Breaking News Emails
A day after President Donald Trump told America's law enforcement officers not to be "too nice" to suspected criminals, the head of the nation's largest police force slammed the remarks as "irresponsible" and "unprofessional."
James O'Neill, the police commissioner of the New York Police Department, stressed Saturday that there are policies and procedures in place that limit the use of force "under any circumstance."
"To suggest that police officers apply any standard in the use of force other than what is reasonable and necessary is irresponsible, unprofessional and sends the wrong message to law enforcement as well as the public," O'Neill said in a statement.
At a Friday event meant to highlight the wave of MS-13 gang violence on Long Island, New York, Trump encouraged officers to be tougher when arresting suspected gang members.
"When you see these thugs being thrown into the back of a paddy wagon — you just see them thrown in, rough," Trump said during a rally in Suffolk County. "I said, 'Please don't be too nice.'"
"Like when you guys put somebody in the car and you're protecting their head," Trump continued. "The way you put their hand over — like, don't hit their head and they just killed somebody, don't hit their head. I said, 'You can take the hand away, OK?'"
Members of the Suffolk County Police Department attending the event, which was hosted at Suffolk County Community College, tepidly applauded behind the president.
In 2016, former Suffolk County Police Chief James Burke pleaded guilty to beating a handcuffed man being interrogated about the theft of sex toys and other personal items from Burke's SUV, NBC New York reported.
A few hours after Trump's remarks, the department issued a statement that it does not tolerate abuse of prisoners.
"The SCPD has strict rules & procedures relating to the handling of prisoners," the statement said. "Violations of those rules are treated extremely seriously.

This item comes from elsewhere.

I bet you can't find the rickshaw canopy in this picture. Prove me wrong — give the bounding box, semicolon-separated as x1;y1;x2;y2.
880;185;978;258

As a department, we do not and will not tolerate roughing up of prisoners."
During the speech, Trump also took a veiled dig at New York City Mayor Bill de Blasio, and blamed the rise in illegal immigration and violence in communities such as Long Island on an unnamed "pathetic mayor." New York is a so-called "sanctuary city," considered a safe haven for undocumented immigrants because they aren't being targeted over their legal status.
The Trump administration has called for denying federal grant money to such cities.

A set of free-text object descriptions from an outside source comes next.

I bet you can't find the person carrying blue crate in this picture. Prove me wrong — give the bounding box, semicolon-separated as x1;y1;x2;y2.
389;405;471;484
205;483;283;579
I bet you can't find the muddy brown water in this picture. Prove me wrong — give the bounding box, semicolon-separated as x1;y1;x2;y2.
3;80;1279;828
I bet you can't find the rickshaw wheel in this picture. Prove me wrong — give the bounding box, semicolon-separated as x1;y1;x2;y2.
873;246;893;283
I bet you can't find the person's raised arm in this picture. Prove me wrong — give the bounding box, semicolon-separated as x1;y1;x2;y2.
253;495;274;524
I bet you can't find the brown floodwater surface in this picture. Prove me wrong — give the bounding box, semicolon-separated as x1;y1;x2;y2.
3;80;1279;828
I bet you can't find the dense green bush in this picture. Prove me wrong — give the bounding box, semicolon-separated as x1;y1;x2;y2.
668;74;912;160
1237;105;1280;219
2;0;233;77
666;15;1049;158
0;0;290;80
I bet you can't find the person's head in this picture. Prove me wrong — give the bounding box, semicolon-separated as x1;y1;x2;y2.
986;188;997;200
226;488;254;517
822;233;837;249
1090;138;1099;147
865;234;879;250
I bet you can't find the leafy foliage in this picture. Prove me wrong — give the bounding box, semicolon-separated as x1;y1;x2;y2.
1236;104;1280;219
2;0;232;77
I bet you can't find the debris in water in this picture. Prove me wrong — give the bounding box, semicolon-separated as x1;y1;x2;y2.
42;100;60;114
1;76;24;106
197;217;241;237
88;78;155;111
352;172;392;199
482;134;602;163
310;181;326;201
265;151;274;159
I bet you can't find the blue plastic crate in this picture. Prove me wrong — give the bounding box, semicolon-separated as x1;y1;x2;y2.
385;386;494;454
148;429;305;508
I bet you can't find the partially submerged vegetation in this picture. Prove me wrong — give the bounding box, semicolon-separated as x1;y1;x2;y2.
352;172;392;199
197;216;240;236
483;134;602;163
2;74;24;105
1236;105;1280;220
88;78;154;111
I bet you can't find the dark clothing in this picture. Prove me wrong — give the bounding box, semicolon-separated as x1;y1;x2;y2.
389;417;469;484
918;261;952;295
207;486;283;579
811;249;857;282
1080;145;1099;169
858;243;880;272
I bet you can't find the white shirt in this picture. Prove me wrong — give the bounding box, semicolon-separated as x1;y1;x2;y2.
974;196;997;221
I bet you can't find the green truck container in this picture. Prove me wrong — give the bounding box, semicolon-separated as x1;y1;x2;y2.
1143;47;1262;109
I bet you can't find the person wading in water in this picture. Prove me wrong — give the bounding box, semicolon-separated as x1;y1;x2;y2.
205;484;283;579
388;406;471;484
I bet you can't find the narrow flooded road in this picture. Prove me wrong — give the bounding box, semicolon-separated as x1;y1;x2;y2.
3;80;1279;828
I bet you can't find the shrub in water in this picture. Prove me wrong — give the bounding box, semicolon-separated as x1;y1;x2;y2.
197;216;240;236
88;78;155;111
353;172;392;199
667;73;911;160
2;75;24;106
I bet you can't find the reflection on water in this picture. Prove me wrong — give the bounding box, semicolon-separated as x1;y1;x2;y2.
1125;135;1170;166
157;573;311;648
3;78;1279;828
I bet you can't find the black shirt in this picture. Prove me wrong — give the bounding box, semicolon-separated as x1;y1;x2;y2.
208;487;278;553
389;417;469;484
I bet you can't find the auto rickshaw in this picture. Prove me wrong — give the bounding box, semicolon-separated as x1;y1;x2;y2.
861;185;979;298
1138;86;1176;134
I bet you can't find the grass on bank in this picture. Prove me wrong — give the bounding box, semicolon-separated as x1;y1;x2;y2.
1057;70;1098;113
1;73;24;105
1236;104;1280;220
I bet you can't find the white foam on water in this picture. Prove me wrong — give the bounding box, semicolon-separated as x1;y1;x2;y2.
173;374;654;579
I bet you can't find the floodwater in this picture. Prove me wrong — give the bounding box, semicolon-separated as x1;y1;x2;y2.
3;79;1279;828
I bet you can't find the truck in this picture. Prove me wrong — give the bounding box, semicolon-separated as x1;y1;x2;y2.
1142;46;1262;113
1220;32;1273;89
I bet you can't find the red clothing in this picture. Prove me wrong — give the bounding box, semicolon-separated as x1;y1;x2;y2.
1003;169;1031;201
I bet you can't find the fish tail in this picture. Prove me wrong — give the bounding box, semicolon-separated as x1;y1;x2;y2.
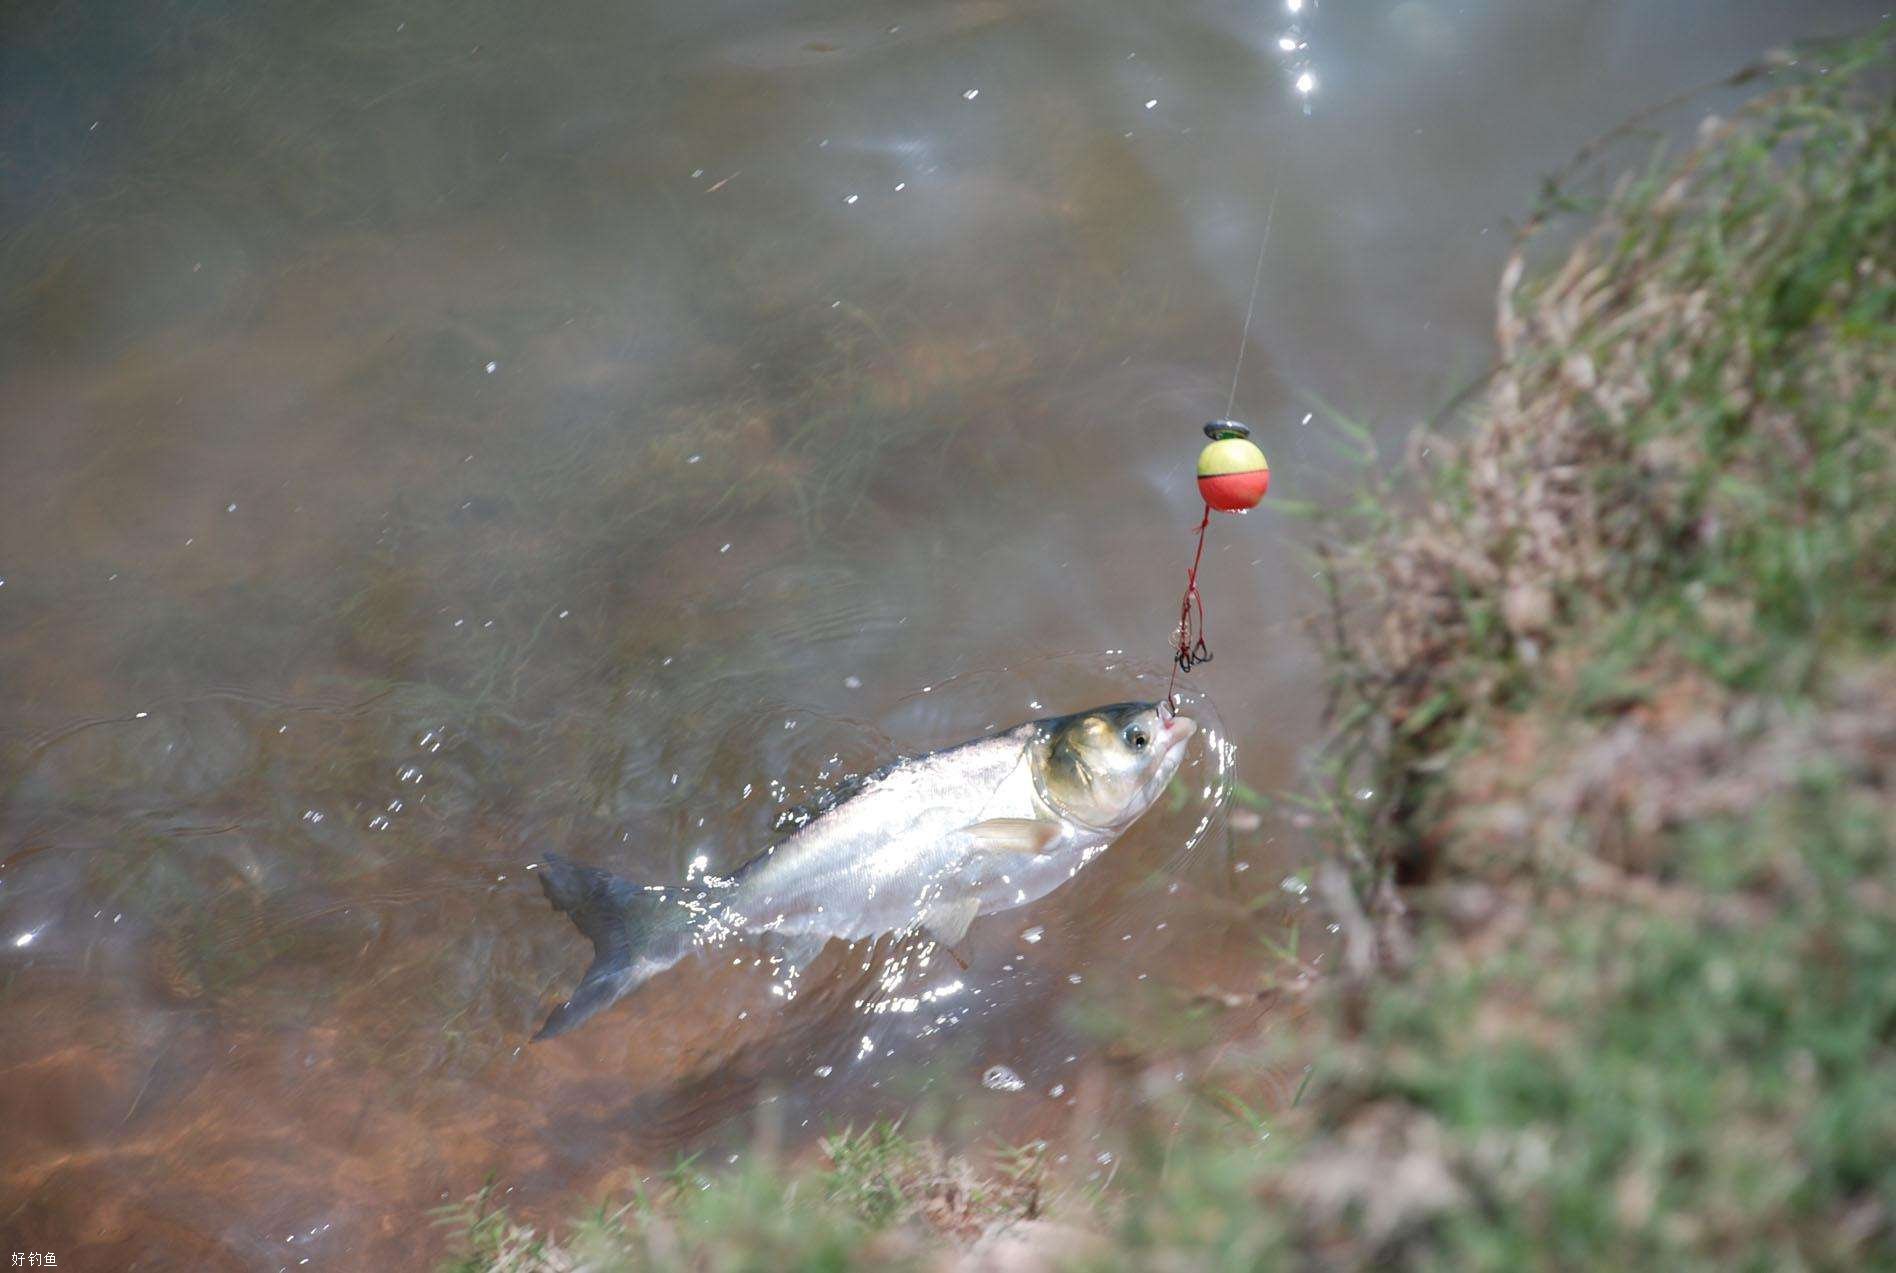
533;851;691;1040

"I've met police that are great police that aren't allowed to do their job because they have a pathetic mayor or a mayor doesn't know what's going on," Trump said to applause.

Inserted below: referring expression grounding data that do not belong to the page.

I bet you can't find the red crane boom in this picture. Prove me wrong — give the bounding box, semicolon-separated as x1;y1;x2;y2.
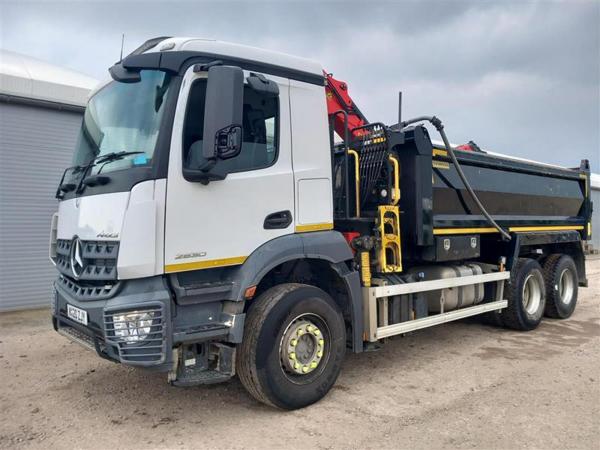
324;71;368;140
324;71;474;150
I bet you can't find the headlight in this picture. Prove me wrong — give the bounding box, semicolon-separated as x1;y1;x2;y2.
112;311;155;343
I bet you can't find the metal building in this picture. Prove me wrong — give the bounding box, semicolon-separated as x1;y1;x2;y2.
0;50;97;311
590;173;600;252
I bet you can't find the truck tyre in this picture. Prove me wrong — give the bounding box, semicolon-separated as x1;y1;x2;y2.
502;258;546;331
543;254;578;319
236;283;346;409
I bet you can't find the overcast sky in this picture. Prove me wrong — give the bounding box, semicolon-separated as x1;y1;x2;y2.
1;0;599;170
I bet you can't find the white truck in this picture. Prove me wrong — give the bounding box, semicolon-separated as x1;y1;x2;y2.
50;37;592;409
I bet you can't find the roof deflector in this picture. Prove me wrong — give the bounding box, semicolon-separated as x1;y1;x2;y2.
127;36;173;58
109;37;172;83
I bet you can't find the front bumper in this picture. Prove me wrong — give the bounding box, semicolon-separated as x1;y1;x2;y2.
52;275;245;374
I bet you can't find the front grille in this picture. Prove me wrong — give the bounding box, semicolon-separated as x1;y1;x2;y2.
57;276;119;301
104;305;166;365
56;239;119;281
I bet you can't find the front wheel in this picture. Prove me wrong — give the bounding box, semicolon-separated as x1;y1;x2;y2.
236;283;346;409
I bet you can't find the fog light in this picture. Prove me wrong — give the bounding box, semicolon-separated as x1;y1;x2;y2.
112;311;154;343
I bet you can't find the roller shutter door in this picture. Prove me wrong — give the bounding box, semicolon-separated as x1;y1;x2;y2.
0;101;83;311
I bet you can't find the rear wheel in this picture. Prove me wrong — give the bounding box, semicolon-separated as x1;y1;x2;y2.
543;254;578;319
502;258;546;331
237;283;346;409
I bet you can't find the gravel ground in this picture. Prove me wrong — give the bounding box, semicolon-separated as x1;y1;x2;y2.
1;258;599;450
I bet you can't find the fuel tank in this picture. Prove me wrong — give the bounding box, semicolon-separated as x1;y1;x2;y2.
408;264;484;312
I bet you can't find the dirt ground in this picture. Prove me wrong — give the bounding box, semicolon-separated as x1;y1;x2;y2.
1;259;599;450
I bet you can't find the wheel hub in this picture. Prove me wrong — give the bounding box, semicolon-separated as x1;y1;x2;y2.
281;319;325;375
558;268;575;305
522;274;542;315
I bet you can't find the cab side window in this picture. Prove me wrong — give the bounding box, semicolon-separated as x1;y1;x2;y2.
183;79;279;173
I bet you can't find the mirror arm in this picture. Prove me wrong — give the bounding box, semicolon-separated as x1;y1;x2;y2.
247;73;279;96
193;60;223;73
182;165;227;185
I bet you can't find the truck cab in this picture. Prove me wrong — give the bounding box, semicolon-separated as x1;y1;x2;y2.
50;37;591;409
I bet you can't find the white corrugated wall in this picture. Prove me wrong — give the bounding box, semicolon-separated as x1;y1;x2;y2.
591;178;600;252
0;102;83;311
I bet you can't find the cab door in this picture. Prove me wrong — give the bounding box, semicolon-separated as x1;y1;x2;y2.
164;69;294;273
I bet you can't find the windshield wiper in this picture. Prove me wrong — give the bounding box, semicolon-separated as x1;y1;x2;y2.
56;152;146;199
95;151;144;164
75;151;144;194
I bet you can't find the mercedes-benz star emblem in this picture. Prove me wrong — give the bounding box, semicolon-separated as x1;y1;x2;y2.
70;237;85;279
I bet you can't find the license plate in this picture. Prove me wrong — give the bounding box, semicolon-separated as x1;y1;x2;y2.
67;304;88;325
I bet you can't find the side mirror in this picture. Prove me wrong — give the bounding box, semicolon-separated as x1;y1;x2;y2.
202;65;244;161
215;124;243;159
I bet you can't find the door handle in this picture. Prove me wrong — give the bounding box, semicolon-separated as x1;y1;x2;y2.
264;210;293;229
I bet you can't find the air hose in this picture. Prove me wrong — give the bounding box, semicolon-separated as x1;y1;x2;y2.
400;116;511;241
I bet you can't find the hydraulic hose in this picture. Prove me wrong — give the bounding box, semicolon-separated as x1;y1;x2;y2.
400;116;512;241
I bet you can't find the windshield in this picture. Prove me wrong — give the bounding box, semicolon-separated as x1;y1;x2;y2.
72;70;172;174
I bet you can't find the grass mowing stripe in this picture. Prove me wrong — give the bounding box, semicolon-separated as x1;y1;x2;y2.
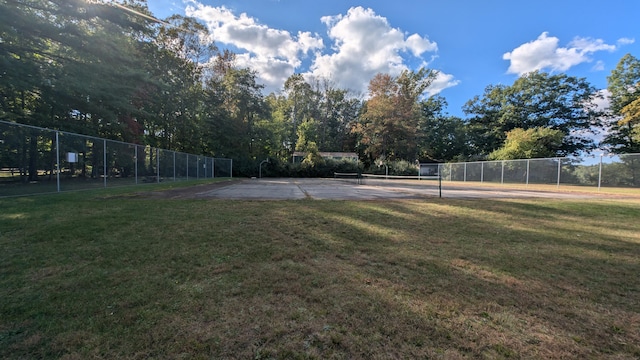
1;191;639;359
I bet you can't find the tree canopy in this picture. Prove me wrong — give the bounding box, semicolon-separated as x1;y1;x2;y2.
354;68;437;163
488;127;564;160
464;71;602;158
2;1;636;176
603;54;640;153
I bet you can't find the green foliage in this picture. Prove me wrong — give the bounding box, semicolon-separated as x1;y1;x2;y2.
1;0;157;136
417;96;470;161
366;159;419;176
261;158;362;178
284;74;361;155
295;118;324;167
488;127;564;160
604;54;640;153
607;54;640;114
464;71;602;157
5;2;636;176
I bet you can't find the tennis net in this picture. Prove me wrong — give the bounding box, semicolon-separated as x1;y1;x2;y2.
359;173;442;197
360;174;430;185
333;172;442;196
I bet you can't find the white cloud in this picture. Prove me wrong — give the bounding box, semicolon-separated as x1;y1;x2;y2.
592;89;611;112
592;60;605;72
427;72;461;97
617;37;635;46
185;2;323;91
503;32;619;75
186;3;455;96
307;6;446;95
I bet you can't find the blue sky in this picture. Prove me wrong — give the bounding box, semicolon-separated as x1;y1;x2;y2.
147;0;638;117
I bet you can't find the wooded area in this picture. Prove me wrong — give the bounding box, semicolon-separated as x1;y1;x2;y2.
2;0;639;176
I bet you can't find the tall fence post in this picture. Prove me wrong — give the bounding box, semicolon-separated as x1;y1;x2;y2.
203;157;206;178
56;131;61;193
501;161;505;184
156;148;160;183
598;154;603;191
103;139;107;188
135;145;138;184
464;163;467;182
481;162;484;183
526;159;530;186
557;158;561;187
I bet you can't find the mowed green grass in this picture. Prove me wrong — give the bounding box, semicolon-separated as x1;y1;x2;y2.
1;185;639;359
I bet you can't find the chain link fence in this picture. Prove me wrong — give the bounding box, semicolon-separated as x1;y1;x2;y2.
439;154;640;189
0;120;233;197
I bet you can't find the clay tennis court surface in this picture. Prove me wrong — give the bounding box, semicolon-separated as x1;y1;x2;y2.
141;178;631;200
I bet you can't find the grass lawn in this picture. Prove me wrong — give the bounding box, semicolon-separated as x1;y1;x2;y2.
1;184;639;359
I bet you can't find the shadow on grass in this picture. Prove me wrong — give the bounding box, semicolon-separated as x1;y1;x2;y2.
0;196;639;359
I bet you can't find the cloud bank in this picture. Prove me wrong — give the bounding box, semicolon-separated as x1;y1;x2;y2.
185;3;324;91
185;3;457;96
503;32;633;75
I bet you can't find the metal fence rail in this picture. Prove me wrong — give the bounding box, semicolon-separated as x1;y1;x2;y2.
439;154;640;189
0;120;232;197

"Were you applauding someone in particular?" he joked. "It's sad. It's sad. You look at what's happening it's sad. But hopefully — certainly in the country, those days are over."
The president notably encouraged violence at some rallies during his 2016 presidential campaign. At an event in Iowa, he encouraged supporters to “knock the crap” out of anyone they see throwing a tomato.
He also offered to pay the legal fees of anyone who assaulted protesters, and at one point said his staff was looking into supporting a man caught on tape sucker-punching a protester at a North Carolina rally.